Based on the above discussion, although both the concentration-based approach (MixSIAR) and the flux-based approach (Global NEWS DIN model) used in this study have certain limitations, as mentioned in the section “Comparison of the contribution obtained by MixSIAR and calculation of nitrogen source fluxes,” the flux-based approach can reflect the “real” input intensity of different nitrogen sources. However, it falls short in capturing the spatiotemporal transformations of nitrogen composition, concentration, and sources influenced by surface runoff, groundwater infiltration, and microbial processes in water and soil. In contrast, the Bayesian mixing model (MixSIAR) incorporates categorical variables in the data structure, allowing for the consideration of temporal (sampling periods) and spatial (sub-reaches) factors on nitrogen sources. It also addresses the uncertainties in isotopic composition from various sources and accounts for fractionation effects in source apportionment. By comparing the outcomes of both methods, it is possible to assess the potential impact of human activities on nitrate pollution and the buffering capacity of the watershed ecosystem. Therefore, we recommend utilizing the mixing model as the preferred approach for identifying nitrogen sources at the watershed scale, while also cross-referencing the results with the estimation of potential nitrogen fluxes.

Conclusions

The Jin River, which flows into Taiwan Strait, is a highly dynamic estuarine system in Southeast China. Based on our results, nitrification, nitrate assimilation by phytoplankton, and NH4+ volatilization were the main nitrogen transformation processes in our study area, mainly because of the significant influence of nitrate from synthetic fertilizer. Although denitrification was more likely to occur in the low-flow period, its intensity was limited, and the signal of denitrification was masked by the mixing effects of different biological transformation processes and nitrate sources.

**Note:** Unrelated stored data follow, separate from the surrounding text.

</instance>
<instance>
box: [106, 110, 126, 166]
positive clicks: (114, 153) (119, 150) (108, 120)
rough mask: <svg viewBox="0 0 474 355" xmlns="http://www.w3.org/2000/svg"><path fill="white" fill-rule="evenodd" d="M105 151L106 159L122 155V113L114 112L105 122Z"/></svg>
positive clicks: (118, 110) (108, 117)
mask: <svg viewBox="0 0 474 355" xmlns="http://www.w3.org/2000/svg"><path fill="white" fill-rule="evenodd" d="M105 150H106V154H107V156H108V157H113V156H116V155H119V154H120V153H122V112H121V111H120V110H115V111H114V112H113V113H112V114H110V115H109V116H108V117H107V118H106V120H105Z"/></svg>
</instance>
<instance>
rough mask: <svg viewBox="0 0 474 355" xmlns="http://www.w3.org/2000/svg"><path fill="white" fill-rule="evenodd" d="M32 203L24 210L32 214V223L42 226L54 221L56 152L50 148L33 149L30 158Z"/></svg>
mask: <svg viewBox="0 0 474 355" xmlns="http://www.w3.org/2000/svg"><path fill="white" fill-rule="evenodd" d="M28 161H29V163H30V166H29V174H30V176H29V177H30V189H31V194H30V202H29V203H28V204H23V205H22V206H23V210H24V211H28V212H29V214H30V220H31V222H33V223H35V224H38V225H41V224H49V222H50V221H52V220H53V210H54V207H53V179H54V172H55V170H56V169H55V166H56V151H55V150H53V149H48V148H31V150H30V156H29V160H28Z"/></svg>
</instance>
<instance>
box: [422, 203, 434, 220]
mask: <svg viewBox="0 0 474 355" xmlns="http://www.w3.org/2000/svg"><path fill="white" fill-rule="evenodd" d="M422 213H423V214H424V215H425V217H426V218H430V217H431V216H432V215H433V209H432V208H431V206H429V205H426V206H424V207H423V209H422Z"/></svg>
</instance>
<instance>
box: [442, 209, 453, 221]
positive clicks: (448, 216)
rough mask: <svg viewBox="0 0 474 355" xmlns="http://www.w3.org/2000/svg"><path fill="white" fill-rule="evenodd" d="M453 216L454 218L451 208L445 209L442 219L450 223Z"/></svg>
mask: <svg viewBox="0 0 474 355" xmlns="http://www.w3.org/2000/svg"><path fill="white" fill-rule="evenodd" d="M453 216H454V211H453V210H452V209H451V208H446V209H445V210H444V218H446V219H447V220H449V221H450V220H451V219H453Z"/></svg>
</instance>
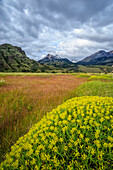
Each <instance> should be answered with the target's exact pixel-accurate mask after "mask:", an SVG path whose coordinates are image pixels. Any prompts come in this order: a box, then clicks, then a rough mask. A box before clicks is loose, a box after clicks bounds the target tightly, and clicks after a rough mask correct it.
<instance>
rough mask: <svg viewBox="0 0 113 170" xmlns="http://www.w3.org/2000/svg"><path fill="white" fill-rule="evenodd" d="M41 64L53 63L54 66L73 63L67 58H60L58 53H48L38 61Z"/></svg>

Variations in precipitation and water discharge caused different nitrate biogeochemical processes for different sampling periods and may have masked the actual nitrate sources. The contribution of synthetic fertilizer was greater in the high-flow period than in the low-flow period. For both periods, the contribution of synthetic fertilizer longitudinally increased from the upper to the lower reaches, and the contribution of nitrate from synthetic fertilizer was lower in the high-flow period. Compared to point source pollution, such as sewage disposal, synthetic fertilizer transported into the river was driven by high precipitation and runoff, which could be too rapid for specific functional microorganisms to alleviate the excess nitrate, such as denitrifying bacteria and anammox bacteria/archaea. Thus, more efforts should be made to control non-point source pollution in the upper reaches of coastal rivers.

Our studies also highlight the importance of comparing the results obtained from both the Bayesian mixing model (MixSIAR) and the estimation of nitrogen sources (Global NEWS-DIN model). This comparison allows us to not only assess the actual intensity of nitrogen input caused by human activities but also understand the buffering effect of the watershed ecosystem, including the mitigation of nitrate pollution by the vadose zone and aquifer.